Spanish Prime Minister Mariano Rajoy.

Higher Taxes

The government plans to raise tax on income, interest on savings and on high-value homes and maintain a freeze on civil servant wages. Pensioners will receive a 1 percent increase, a move that will cost 1.4 billion euros, and the government will also maintain a special 400-euro a month unemployment benefit, a popular measures in a country where almost one in four people is jobless.

The 2011 deficit will exceed the former government’s 6 percent target and top the European Commission forecast of 6.6 and the 6.9 percent median prediction by economists surveyed by Bloomberg News.

The measures announced today are to carry the nation through until a 2012 budget is presented and approved before March, 31. Rajoy will need to find additional savings to meet the goal of trimming the deficit to 4.4 percent of GDP next year and 3 percent in 2013.

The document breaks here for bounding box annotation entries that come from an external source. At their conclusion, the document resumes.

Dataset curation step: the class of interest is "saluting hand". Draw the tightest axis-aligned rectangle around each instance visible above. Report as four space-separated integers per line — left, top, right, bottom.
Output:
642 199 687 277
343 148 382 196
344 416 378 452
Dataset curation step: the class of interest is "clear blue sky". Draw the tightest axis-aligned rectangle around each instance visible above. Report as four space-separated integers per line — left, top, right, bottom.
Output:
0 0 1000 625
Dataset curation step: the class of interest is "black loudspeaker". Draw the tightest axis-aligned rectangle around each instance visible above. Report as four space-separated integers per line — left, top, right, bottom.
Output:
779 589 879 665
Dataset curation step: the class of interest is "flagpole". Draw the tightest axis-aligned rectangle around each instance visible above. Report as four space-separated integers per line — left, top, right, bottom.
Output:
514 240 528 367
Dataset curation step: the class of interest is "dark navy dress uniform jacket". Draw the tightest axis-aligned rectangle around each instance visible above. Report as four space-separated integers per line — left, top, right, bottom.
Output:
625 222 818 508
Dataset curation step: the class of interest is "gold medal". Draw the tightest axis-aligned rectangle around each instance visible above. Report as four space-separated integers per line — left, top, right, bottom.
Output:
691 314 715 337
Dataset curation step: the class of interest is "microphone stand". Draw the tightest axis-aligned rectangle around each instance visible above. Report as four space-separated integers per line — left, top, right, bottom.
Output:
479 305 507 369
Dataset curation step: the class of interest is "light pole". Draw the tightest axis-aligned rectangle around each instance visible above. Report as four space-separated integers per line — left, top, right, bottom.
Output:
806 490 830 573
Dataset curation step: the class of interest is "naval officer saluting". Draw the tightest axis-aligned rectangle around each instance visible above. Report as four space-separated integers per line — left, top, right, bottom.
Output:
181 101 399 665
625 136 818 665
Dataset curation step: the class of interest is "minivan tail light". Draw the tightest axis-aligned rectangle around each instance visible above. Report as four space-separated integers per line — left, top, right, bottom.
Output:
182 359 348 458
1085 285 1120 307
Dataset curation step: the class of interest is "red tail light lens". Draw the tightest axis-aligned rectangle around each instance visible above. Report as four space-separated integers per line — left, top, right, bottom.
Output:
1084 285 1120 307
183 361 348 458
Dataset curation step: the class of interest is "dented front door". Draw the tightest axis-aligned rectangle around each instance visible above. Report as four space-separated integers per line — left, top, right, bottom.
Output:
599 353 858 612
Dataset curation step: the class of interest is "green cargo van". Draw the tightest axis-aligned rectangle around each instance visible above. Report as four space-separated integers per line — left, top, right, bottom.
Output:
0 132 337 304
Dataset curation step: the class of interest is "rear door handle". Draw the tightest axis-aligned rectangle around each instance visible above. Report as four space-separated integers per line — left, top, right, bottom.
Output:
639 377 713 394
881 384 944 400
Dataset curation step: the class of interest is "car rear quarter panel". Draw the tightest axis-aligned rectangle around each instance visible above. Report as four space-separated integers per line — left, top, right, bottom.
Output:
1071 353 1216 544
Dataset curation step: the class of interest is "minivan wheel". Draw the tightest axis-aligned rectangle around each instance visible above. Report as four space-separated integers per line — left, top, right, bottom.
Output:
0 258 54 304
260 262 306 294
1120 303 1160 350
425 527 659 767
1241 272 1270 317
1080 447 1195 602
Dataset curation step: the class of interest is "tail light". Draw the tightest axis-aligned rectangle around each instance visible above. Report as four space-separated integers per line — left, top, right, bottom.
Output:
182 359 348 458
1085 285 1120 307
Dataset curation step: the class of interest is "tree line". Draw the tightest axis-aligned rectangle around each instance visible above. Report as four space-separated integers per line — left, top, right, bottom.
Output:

The government missed its deficit target due mostly to bigger shortfalls in Spain’s 17 autonomous regions, Budget Minister Cristobal Montoro said. The PP now rules in the majority of those region’s and will have to figure out how to cut those budget gaps amid a shrinking tax base to be able to meet its future deficit targets. The PP has a chance to gain control of Andalusia, the country’s most populous region and a Socialist stronghold, in regional elections in March.